The signs and symptoms of this personality disorder are consistent, enduring and pervasive. They begin to manifest early in life, with all patients who receive the diagnosis having a history of conduct disorder by age 15. People with anti-social personality disorder exhibit a persistent disregard for the consequences of their actions and the rights of others, sometimes to the point of extreme mental or physical cruelty. In severe cases, mental health practitioners might refer to the characterizing behavior as sociopathic or psychopathic. Anti-social personality disorder is among the most difficult to treat. This is because those who suffer from the symptoms are usually forced to seek treatment by a court order rather than seeking it voluntarily.
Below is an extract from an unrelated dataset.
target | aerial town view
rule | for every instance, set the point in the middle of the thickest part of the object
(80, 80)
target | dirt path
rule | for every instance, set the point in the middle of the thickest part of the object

If you are concerned that you or someone you care about might have anti-social personality disorder, continue reading for a discussion of 10 signs to look for.

1. Antisocial Behavior

Antisocial Behavior is any behavior that deviates significantly from the established norms, laws and morals of an individual’s culture. It is generally considered to be unacceptable regardless of circumstance. It is also characterized by a lack of regard for the well-being or rights of other people. Those who engage in this behavior are often irresponsible, deceitful, impulsive, too easily bored and hostile. They find it difficult or impossible to control their anger. They might engage in aggression to get what they want and feel no remorse over their aggressive behavior.

A common consequence of anti-social personality disorder is drug or alcohol abuse, which makes the behavior worse and leads to further consequences. If you suffer from anti-social personality disorder, you might engage in criminal behavior. Prison time is common among people with anti-social personality disorder. Unfortunately, a prison environment very often encourages and reinforces antisocial behavior. Worst of all, the behavior causes others pain and fear, effectively isolating you and leading to situations that might compound it. In its most extreme forms, antisocial behavior might include emotional or even physical cruelty to people or animals. This so-called sociopathy or psychopathy is essentially a deficiency or even complete lack of conscience, respectively.